Antes de viajar, Harry Jr. foi curto e reto na “denuncia” que queria fazer direto da cidade onde Dr. Hermann Blumenau passou seus últimos dias: a tão afamada linguiça Blumenau, produto cobiçado e sonhado a ser marca registrada da gastronomia do vale, já existe há muito tempo nas mãos dos alemães. Trata-se, naturalmente da linguiça braunschweiger, com aspecto, ingredientes e sabor idênticos ao produto regional.
É claro e mais do que sabido que muito da culinária tradicional germânica do Vale foi trazida na bagagem pelos imigrantes aqui instalados a séculos. Sua mais antiga fabricante no Vale, a Olho, tem mais de 80 anos de experiência na iguaria que, por sí só, é seu cartaz para um país inteiro que aprecia produtos com aquele toque colonial único. A empresa faz isso com primor até hoje, tornando-o nosso produto corriqueiro nestes últimos tempos.
A linguiça como a conhecemos tem parte neste universo gastronômico todo nosso, integra inúmeros pratos típicos e modernos e chama atenção de apreciadores de várias partes do Brasil.
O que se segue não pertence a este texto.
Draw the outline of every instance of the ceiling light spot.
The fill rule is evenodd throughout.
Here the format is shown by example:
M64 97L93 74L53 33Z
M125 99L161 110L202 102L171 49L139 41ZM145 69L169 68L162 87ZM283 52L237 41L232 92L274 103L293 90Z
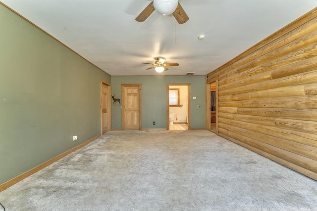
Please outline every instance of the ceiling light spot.
M199 40L203 40L204 38L205 38L205 35L200 35L198 36L198 39Z

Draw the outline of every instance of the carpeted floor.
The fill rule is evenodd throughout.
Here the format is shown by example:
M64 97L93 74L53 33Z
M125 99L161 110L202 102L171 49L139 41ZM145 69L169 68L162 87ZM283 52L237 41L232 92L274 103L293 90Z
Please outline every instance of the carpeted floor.
M113 131L0 202L8 211L317 211L317 182L207 130Z

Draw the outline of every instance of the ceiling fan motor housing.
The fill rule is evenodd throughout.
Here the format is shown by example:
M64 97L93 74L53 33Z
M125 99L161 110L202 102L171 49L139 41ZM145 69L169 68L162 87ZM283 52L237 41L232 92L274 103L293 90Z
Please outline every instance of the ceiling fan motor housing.
M154 0L153 5L160 14L168 15L172 14L177 7L178 0Z

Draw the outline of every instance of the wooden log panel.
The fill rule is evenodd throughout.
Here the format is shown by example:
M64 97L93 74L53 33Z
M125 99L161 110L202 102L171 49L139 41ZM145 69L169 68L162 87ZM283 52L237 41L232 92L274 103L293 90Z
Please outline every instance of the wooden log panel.
M274 117L262 117L260 116L246 115L244 114L228 114L219 113L218 118L239 121L241 122L253 123L259 125L270 126L277 128L283 129L280 132L287 130L302 132L302 137L313 136L314 139L317 136L317 122L305 120L292 120ZM241 123L243 125L244 123ZM286 130L286 131L287 131Z
M232 138L231 137L225 135L223 133L219 133L219 135L220 135L221 136L225 138L226 138L228 140L229 140L232 141L234 143L235 143L237 144L239 144L239 145L243 147L245 147L251 151L253 151L253 152L256 152L258 154L259 154L266 158L267 158L269 159L272 160L272 161L277 162L291 169L292 169L297 171L300 172L301 173L303 174L304 175L305 175L308 176L309 177L312 178L312 179L314 179L315 180L317 180L317 173L315 173L312 171L308 170L306 169L301 167L299 166L297 166L296 164L294 164L283 159L281 159L276 156L274 156L274 155L270 153L268 153L261 149L259 149L257 148L254 147L252 146L249 145L249 144L247 144L242 141L239 141L237 139Z
M317 59L316 57L314 58L317 64ZM290 72L290 74L291 73ZM270 81L259 82L257 84L252 84L243 86L239 86L230 89L219 90L219 96L228 95L233 93L237 94L316 82L317 82L317 70L314 68L314 70L306 73L292 75L291 77L288 76L279 79L273 79Z
M272 86L274 85L272 84ZM297 96L313 95L317 94L317 83L302 84L300 85L284 86L266 90L255 91L248 93L235 94L235 89L232 90L232 94L223 96L218 92L219 101L243 100L255 98L272 98L274 97L285 97Z
M317 55L317 47L315 45L317 42L317 34L316 32L296 40L294 42L295 43L284 45L250 61L243 66L233 69L230 73L219 76L219 85L229 84ZM308 46L307 44L310 45ZM290 52L290 53L289 49L292 46L295 51Z
M287 150L280 149L256 139L250 138L243 135L229 131L223 128L219 128L221 134L232 137L235 139L246 143L263 151L269 153L289 162L292 163L302 168L317 173L317 161L311 159L301 155L297 155Z
M236 120L227 120L221 118L219 118L218 122L219 124L220 123L224 124L221 125L222 128L229 130L230 130L232 127L237 127L241 128L240 130L242 130L243 132L246 132L246 130L249 130L249 131L256 132L259 133L263 133L266 135L273 136L277 138L279 140L278 141L280 142L283 142L284 141L290 141L302 144L306 144L311 147L314 147L315 148L317 147L317 136L316 134L310 134L309 135L305 135L305 133L304 132L281 129L278 127L243 122ZM225 125L230 127L230 129L228 129L227 126L225 126ZM243 127L242 127L241 126L243 126ZM239 133L239 132L237 133ZM259 137L260 136L260 135L259 135ZM272 137L270 138L267 137L265 137L265 138L273 139ZM262 139L258 139L258 140L262 140ZM264 141L265 143L266 141L266 140ZM292 144L294 144L293 143ZM282 148L283 148L282 147ZM316 148L316 149L317 149L317 148ZM315 151L316 150L314 150ZM305 152L303 152L300 154L305 155L306 153ZM317 156L317 154L316 156Z
M207 75L218 134L317 180L317 7Z
M296 64L290 64L277 68L270 71L259 73L248 78L243 78L240 80L235 80L233 83L219 86L219 91L231 90L232 88L241 87L247 85L254 84L258 84L263 82L267 82L272 79L276 79L291 75L300 74L301 73L317 70L317 60L315 57L308 59L299 60ZM242 92L241 92L242 93Z
M298 39L298 37L297 35L301 32L303 33L303 35L306 35L310 33L312 31L316 31L316 26L317 24L317 21L316 20L316 18L317 17L317 9L316 8L312 10L292 23L290 23L280 30L256 44L245 51L241 53L231 60L210 73L207 75L207 83L210 84L211 82L214 81L216 79L218 79L218 76L220 75L225 74L233 68L243 65L249 61L254 59L256 56L259 57L259 55L261 56L261 55L264 55L270 51L269 48L267 50L263 50L263 48L264 46L273 46L275 44L275 42L279 42L280 43L279 45L277 44L277 46L275 46L275 48L277 48L279 47L279 46L285 44L286 42L287 42L287 38L288 37L293 38L293 39L289 40L288 42L290 42L294 40ZM301 26L302 27L300 28ZM293 37L290 35L290 34L288 34L292 32L293 32L293 34L296 35L296 36ZM279 41L279 42L278 42ZM259 51L261 53L259 55L258 54L255 53L255 52L256 52L257 50ZM234 65L235 66L232 66L232 65Z

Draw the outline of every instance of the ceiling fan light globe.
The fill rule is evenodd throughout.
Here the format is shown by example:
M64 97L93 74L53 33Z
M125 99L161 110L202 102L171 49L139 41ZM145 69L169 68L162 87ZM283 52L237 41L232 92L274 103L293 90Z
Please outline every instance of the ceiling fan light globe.
M172 14L177 7L178 0L154 0L153 5L160 14L168 15Z
M158 73L161 73L164 71L164 68L161 66L157 67L155 68L155 71Z

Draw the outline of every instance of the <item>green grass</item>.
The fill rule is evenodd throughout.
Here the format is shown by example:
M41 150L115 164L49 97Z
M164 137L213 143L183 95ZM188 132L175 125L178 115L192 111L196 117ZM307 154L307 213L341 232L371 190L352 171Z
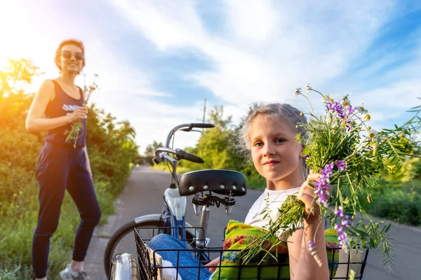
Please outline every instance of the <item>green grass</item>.
M100 224L107 223L114 211L113 197L106 192L107 183L95 182L95 190L102 212ZM32 273L32 246L38 216L37 186L27 188L27 204L25 208L10 211L0 224L0 279L29 279ZM21 211L20 211L21 210ZM74 234L80 221L73 200L66 193L57 231L51 239L48 258L51 279L72 260Z
M421 180L384 180L381 188L371 192L371 203L366 195L359 200L368 213L399 223L421 225Z

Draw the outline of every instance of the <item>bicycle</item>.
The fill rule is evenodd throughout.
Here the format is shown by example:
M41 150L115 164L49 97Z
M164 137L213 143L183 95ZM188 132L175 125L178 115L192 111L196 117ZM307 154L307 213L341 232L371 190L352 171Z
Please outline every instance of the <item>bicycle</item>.
M159 279L159 272L162 272L163 270L171 268L163 265L159 261L158 254L162 250L151 251L147 247L148 241L159 233L171 234L185 241L189 248L176 251L178 251L178 253L182 251L192 252L202 264L208 262L213 258L210 258L212 255L221 257L225 252L236 251L235 250L222 250L222 248L209 248L208 244L210 240L206 237L206 234L210 206L217 206L219 207L220 204L223 204L227 214L229 214L235 204L234 197L244 195L246 193L245 176L240 172L229 170L199 170L186 173L178 179L176 175L176 167L179 160L185 159L198 163L203 163L203 161L201 158L182 150L173 150L168 148L174 133L178 130L192 131L194 127L210 128L212 127L213 125L210 124L194 123L177 126L168 134L166 146L156 149L154 162L156 163L166 162L172 167L171 171L171 183L164 192L163 212L161 214L151 214L136 218L135 220L123 225L113 234L107 246L104 259L107 276L110 276L109 267L112 262L112 279ZM223 197L213 195L213 192L222 195ZM190 195L193 196L192 203L194 211L196 214L199 212L201 214L199 226L197 227L192 227L185 220L186 197ZM121 253L117 252L115 250L116 247L128 235L130 235L128 238L131 243L130 246L123 246L123 251L126 253L116 255L116 253ZM340 275L333 278L331 274L330 279L347 279L349 270L353 267L352 266L356 266L358 274L354 279L362 279L368 253L368 248L363 248L362 250L357 251L361 255L356 260L352 260L353 255L349 251L347 255L342 257L342 258L347 258L347 259L344 258L342 262L340 260L339 262L333 262L335 253L339 253L340 249L340 248L332 248L330 250L333 251L333 263L340 268L342 267L342 276ZM128 253L128 251L133 253ZM138 256L138 262L133 255ZM114 258L113 258L113 257ZM274 265L278 265L279 272L281 267L286 265L282 265L281 262L279 260L278 264ZM247 266L248 268L250 267L250 265ZM257 265L255 267L260 270L261 267L259 267L262 266ZM234 266L234 267L237 267ZM245 266L241 265L238 266L240 270L242 267L245 267ZM173 268L175 269L178 272L183 267L177 262L177 265ZM205 268L201 267L201 269ZM240 276L239 276L239 279ZM278 279L282 278L279 276Z
M213 192L222 195L223 198L215 195L203 197L196 194L199 190L191 189L190 187L184 189L184 192L179 192L179 179L177 177L177 164L181 160L186 160L196 163L203 163L204 161L199 157L187 153L181 149L169 148L174 134L177 131L185 132L194 131L194 128L212 128L214 125L207 123L190 123L180 125L174 127L169 132L164 147L159 148L156 150L155 163L166 162L169 164L171 173L171 183L165 190L163 195L164 204L161 214L149 214L135 218L131 222L126 223L119 228L110 237L104 255L104 267L105 274L109 277L109 268L112 258L121 251L132 252L135 249L134 244L134 229L138 232L142 230L142 236L152 237L156 234L154 228L159 228L156 233L167 233L186 241L193 247L204 248L209 241L204 236L207 230L208 219L209 217L210 206L223 204L227 214L231 212L232 206L235 204L234 196L244 195L246 193L246 181L245 176L238 172L229 170L208 170L203 173L189 172L191 179L194 181L202 180L208 178L209 183L204 186L203 191ZM173 156L170 155L173 155ZM205 176L205 177L203 177ZM185 176L184 178L186 178ZM218 178L218 183L214 178ZM194 183L192 181L192 183ZM225 188L226 187L226 188ZM201 210L199 227L194 228L185 221L185 214L187 205L186 196L194 195L193 203L194 211L196 214ZM203 206L206 206L203 209ZM203 254L202 258L205 260L210 260Z

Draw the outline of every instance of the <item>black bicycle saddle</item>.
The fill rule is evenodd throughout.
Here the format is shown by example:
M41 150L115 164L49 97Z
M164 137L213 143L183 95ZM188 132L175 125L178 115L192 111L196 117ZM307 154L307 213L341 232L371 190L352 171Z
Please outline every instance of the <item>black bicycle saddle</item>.
M247 181L241 172L224 169L192 171L181 176L180 195L210 191L219 195L239 197L247 193Z

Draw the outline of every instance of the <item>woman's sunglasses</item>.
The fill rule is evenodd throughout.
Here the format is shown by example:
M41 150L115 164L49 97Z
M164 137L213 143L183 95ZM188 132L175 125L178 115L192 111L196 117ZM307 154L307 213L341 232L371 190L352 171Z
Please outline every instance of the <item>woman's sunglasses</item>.
M72 58L72 55L74 55L74 58L76 60L82 60L83 59L83 53L81 52L72 52L69 50L63 50L62 52L62 56L66 59L69 59Z

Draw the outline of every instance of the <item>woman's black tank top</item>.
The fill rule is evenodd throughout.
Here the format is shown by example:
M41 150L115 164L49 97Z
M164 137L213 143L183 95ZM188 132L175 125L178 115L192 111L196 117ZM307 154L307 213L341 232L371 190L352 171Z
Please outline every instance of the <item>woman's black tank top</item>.
M75 99L67 95L62 89L59 83L54 80L50 80L54 83L54 89L55 91L55 98L53 101L48 102L46 108L45 117L47 118L53 118L62 117L63 115L69 115L76 108L83 106L83 93L79 88L81 92L81 98ZM50 130L47 132L45 136L46 141L56 144L59 145L65 145L72 146L74 144L74 139L66 141L67 135L65 134L66 130L70 131L72 124L61 126L60 127ZM79 132L79 137L76 143L78 147L84 147L86 144L86 119L82 120L82 129Z

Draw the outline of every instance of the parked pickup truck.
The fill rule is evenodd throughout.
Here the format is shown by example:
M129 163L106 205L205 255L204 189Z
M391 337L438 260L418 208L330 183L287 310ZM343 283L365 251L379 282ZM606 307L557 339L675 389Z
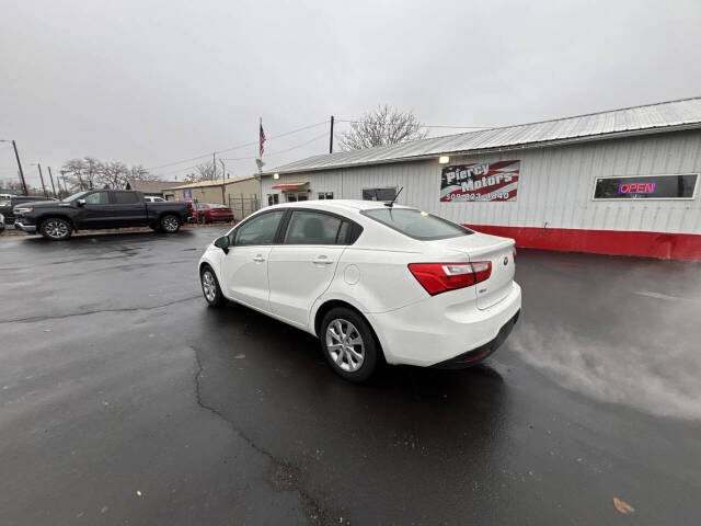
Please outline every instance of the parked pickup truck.
M185 203L148 203L141 192L89 190L64 201L22 203L14 207L14 228L60 241L76 230L149 226L173 233L191 216Z

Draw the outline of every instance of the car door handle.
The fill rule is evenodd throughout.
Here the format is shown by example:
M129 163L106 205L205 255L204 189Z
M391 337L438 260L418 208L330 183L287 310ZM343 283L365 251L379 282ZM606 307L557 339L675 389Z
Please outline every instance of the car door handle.
M314 265L330 265L333 263L333 260L330 260L329 258L326 258L325 255L320 255L318 258L314 258L313 260L311 260L311 262Z

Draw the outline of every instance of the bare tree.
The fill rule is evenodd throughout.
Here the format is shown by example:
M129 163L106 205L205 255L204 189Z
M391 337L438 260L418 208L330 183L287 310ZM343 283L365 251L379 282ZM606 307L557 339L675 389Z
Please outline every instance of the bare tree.
M129 169L129 181L161 181L161 179L149 172L142 164L137 164Z
M108 161L101 163L97 182L107 188L124 188L130 175L131 171L124 162Z
M350 129L341 134L338 142L344 150L398 145L425 138L426 132L422 128L423 124L413 113L384 104L350 123Z
M61 167L61 173L66 176L66 182L72 191L88 190L90 187L84 179L87 164L83 159L71 159Z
Há algum tempo, é revindicada como patrimônio cultural catarinense, embora a normativa aprovada em Blumenau já lhe seja suficiente, segundo o órgão estadual.
No entanto, até aonde a celebrada linguiça Blumenau é “toda nossa”? Países como a Alemanha, Itália e Espanha dominam essa arte dos produtos embutidos há séculos, tanto que muitos dos seus tipos originam-se da forma de preparo e ingredientes típicos de cada região. Parece que estou explicando o bê-a-bá da linguiça, mas se o tipo Blumenau tem suas origens na iguaria de Braunschweig, não nos daria, naturalmente, o ineditismo da criação, mas sem dúvida nos deixa um rótulo todo nosso: o de um produto legitimamente colonial com raízes germânicas mais do que comprovadas.
Exclusivo? Não… Mas nosso e remetente ao tempo de colônia, claro! Vale a indagação de Harry Jr. e nada que mude o sabor e simbolismo culinário da boa e velha linguiça braunschweiger… ou melhor, Blumenau, em tudo onde ela é aplicada. E quem mais histórias venham para o bate-papo continuar rico e, por que não, saboroso.